Activity Profiles in International Female Team Handball Using PlayerLoadTM

Wik E.H., Luteberget L.S., Spencer M.

Team handball matches place diverse physical demands on players, which may result in fatigue and decreased activity levels. However, previous speed-based methods of quantifying player activity may not be sensitive enough to capture short-lasting team handball-specific movements.

Purpose: To examine activity profiles of a female team handball team and individual player profiles, using inertial measurement units (IMUs).

Methods: Match data was obtained from one female national team in nine international matches (n=85 individual player samples), using the Catapult OptimEye S5. PlayerLoad™⋅min^-1 was used as a measure of intensity in 5- and 10-minute periods. Team profiles were presented relative to the player’s match means, and individual profiles were presented relative to the mean of the 5-minute periods with >60% field time.

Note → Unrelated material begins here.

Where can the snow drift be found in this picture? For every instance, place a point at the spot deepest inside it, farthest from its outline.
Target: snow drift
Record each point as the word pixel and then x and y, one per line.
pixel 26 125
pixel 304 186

Results: A high initial intensity was observed for team profiles, and for players with ≥2 consecutive periods of play. Substantial declines in PlayerLoad™⋅min^-1 were observed throughout matches for the team, and for players with several consecutive periods of field time. These trends were found for all positional categories. Intensity increased substantially in the final five minutes of the first half for team profiles. Activity levels were substantially lower in the five minutes after a player’s most intense period, and were partly restored in the subsequent 5-minute period.

Discussion: Possible explanations for the observed declines in activity profiles for the team and individual players include fatiguing players, situational factors, and pacing. However, underlying mechanisms were not accounted for, and these assumptions are therefore based on previous team-sport studies.